Requirement 7: Change gating through specification documents. Changes to tracked artifacts go through a specification document that records intent before execution. The spec says what will change, why, what files are affected, and what acceptance criteria apply, before the change is made. The specification is the decision record. It is version-controlled. It is immutable once written. Corrections go in new documents that reference the original. This is the research equivalent of infrastructure-as-code: the specification is the auditable artifact, not the change itself. This is the specification-before-execution pattern: define what will change and why before making the change. The specification document is not bureaucracy; it is the artifact that makes the change auditable, reversible, and attributable to a deliberate decision rather than an ad-hoc edit.

Requirement 8: Automated integrity verification. A verification gate that checks, automatically, before declaring work complete, whether file hashes match expectations, whether cited references resolve, whether tracked artifacts are consistent, whether anything has changed out-of-band. Humans forget to check. Automated verification does not forget.

Which of these eight requirements does your current workflow satisfy? Which ones does it violate? For the ones it violates, have you ever experienced the failure mode that the requirement is designed to prevent?

Why Git Alone Does Not Satisfy Them¶

Git tracks file-level diffs. It records what changed and when. It does not track why a change was made. Commit messages are optional and rarely contain the full reasoning. It does not track relationships between files: a commit that modifies a script and a chapter does not record that the chapter cites a result generated by that script. It does not track artifact state: git does not know whether a result is “proposed” or “verified” or “stale.” And it does not propagate staleness: if a dataset changes, git does not flag every result computed from that dataset as needing review.

Git answers “what did you do?” Research provenance answers “why did you do this, what depended on it, and can I trust the result?” Git is necessary infrastructure. Version control is non-negotiable. But it is not sufficient for research provenance. The semantic layer must sit on top of it.

The DOORS Lesson: Right Requirements, Wrong Cost Model¶

IBM DOORS (Dynamic Object-Oriented Requirements System) is a requirements management tool widely used in aerospace and defense, where traceability and regulatory compliance are critical. It got the requirements right decades ago. Typed artifacts. Traceability matrices. Relationship tracking between requirements, implementations, and test cases. The aerospace and defense industries used it because the regulatory environment demanded it. The requirements traceability problem that DOORS solved is the same problem this chapter describes Gotel & Finkelstein, 1994.

The adoption problem was human cost. Maintaining a DOORS database required dedicated operators. The friction of updating traceability matrices manually, for every change, was brutal. In research environments without the regulatory mandate of aerospace, the cost-benefit calculation never justified the overhead. The requirements were right. The cost model was wrong.
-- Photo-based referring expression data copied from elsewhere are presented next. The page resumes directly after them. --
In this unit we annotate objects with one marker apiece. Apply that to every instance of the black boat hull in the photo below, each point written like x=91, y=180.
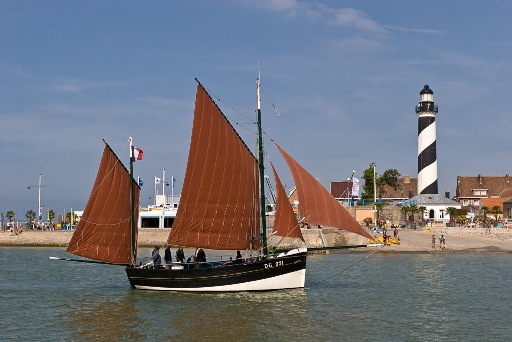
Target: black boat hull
x=282, y=272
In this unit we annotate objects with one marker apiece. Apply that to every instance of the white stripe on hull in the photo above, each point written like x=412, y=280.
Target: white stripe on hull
x=286, y=281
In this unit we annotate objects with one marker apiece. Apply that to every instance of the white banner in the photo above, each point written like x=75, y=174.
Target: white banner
x=355, y=187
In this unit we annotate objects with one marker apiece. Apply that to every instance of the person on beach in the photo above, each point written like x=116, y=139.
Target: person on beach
x=442, y=242
x=167, y=255
x=180, y=255
x=155, y=257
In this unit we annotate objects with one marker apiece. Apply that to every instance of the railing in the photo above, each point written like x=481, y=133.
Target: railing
x=426, y=107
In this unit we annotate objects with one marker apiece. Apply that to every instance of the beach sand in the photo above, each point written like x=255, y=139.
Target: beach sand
x=457, y=239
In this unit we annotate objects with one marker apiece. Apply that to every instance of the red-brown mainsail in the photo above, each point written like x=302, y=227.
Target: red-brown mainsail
x=285, y=222
x=103, y=232
x=219, y=204
x=316, y=204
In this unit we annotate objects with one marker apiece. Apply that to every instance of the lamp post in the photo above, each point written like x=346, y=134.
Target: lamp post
x=39, y=186
x=350, y=190
x=374, y=197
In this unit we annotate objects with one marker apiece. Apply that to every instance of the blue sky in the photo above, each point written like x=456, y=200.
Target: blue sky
x=344, y=75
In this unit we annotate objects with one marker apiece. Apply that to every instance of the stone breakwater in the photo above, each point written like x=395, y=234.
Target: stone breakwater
x=457, y=239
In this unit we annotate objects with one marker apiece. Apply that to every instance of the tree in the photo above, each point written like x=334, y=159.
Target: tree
x=405, y=210
x=452, y=212
x=30, y=215
x=389, y=177
x=379, y=207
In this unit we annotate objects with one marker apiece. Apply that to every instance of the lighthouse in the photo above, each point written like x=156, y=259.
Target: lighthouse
x=427, y=156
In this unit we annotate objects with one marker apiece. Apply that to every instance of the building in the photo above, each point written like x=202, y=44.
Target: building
x=472, y=189
x=436, y=206
x=427, y=155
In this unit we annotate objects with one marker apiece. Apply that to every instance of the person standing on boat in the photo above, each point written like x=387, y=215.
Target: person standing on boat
x=155, y=257
x=199, y=256
x=442, y=242
x=180, y=255
x=167, y=255
x=239, y=258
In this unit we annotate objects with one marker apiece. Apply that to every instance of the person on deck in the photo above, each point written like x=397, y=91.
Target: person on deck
x=239, y=258
x=167, y=255
x=180, y=255
x=155, y=257
x=200, y=257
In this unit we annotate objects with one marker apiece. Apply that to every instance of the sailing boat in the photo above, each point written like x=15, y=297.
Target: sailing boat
x=222, y=207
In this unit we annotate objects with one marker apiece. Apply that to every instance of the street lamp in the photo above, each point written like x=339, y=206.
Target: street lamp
x=39, y=186
x=350, y=191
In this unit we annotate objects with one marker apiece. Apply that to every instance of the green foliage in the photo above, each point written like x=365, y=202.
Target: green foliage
x=389, y=177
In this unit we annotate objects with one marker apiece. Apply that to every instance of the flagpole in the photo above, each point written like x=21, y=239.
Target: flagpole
x=132, y=204
x=162, y=222
x=163, y=184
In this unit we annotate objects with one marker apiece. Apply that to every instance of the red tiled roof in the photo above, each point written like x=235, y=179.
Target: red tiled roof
x=496, y=186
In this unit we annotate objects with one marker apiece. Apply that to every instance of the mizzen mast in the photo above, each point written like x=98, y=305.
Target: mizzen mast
x=262, y=170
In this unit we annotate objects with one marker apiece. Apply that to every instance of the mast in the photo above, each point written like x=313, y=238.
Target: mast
x=262, y=170
x=132, y=205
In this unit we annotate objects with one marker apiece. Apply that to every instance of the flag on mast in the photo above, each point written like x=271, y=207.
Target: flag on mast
x=136, y=153
x=355, y=187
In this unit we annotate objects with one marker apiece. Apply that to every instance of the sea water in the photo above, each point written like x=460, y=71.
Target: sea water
x=348, y=297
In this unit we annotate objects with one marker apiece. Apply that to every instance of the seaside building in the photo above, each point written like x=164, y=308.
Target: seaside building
x=472, y=191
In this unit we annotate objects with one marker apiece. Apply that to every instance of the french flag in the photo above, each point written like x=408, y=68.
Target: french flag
x=136, y=153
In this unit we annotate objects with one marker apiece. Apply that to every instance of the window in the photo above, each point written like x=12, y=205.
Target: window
x=479, y=192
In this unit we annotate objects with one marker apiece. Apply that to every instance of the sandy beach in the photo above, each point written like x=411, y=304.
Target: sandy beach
x=457, y=239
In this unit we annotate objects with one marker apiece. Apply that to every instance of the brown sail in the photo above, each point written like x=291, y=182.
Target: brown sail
x=316, y=204
x=219, y=205
x=285, y=222
x=103, y=232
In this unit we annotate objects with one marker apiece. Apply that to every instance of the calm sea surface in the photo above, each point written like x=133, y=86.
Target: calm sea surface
x=348, y=297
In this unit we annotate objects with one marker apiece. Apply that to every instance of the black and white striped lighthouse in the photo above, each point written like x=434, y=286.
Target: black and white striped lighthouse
x=427, y=156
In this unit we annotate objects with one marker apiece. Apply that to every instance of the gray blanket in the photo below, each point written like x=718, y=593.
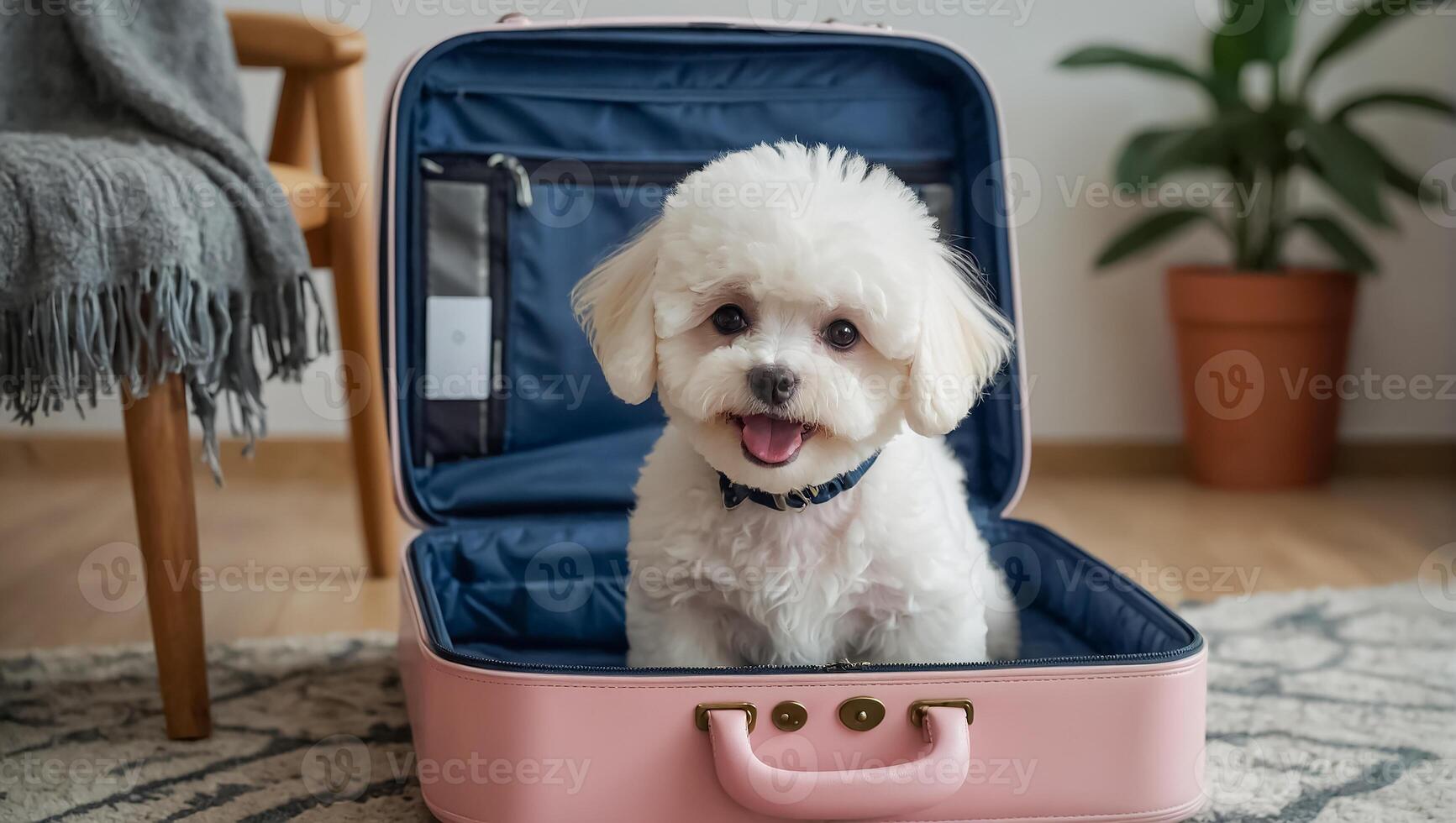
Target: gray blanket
x=140, y=233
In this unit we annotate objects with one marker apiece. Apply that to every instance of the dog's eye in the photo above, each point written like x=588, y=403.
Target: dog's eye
x=730, y=319
x=842, y=334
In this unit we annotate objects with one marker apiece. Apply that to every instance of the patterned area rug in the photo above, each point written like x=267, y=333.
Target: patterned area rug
x=1322, y=705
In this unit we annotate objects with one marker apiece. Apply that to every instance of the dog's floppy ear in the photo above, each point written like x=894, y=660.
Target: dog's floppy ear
x=613, y=305
x=961, y=347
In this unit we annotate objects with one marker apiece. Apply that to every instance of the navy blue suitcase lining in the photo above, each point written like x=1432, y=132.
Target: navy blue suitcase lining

AI partners fix the cost model.

AI Partners Change the Cost Equation¶

AI partners change the cost equation for provenance infrastructure. The bookkeeping that killed adoption of systems like DOORS, maintaining the artifact graph, updating traceability relationships, flagging staleness, reconstructing session context, is exactly the kind of structured, repetitive, context-dependent work that AI assistants absorb well.

The human moves from Level 2 operation (Shapiro (2026)’s levels from Chapter 1), manually tracking artifacts, catching errors, rebuilding context, to Level 3 and beyond: specifying intent and verifying outcomes. The AI partner maintains the graph, writes specification documents from design conversations, flags when tracked artifacts are stale, and reconstructs working context at session start. The human operates at the decision level: “should we change this design?” not “update row 47 of the traceability matrix.”

The author’s experience building the Federal Survey Concept Mapper Webb, 2026 demonstrated this failure mode concretely: the pipeline produced reliable results, but reconstructing how those results were produced after the fact took days of forensic work through conversation logs and file histories. In one case, the author abandoned a separate project entirely because its provenance trail had gone cold — there was no recoverable path from outputs back to the decisions that produced them. The reference librarian tax, the human maintaining architectural documentation, catching confabulated model names, manually tracking task completion, rebuilding session context after every new conversation, consumed intellectual capital that should have been spent on design work. AI partners absorb that tax.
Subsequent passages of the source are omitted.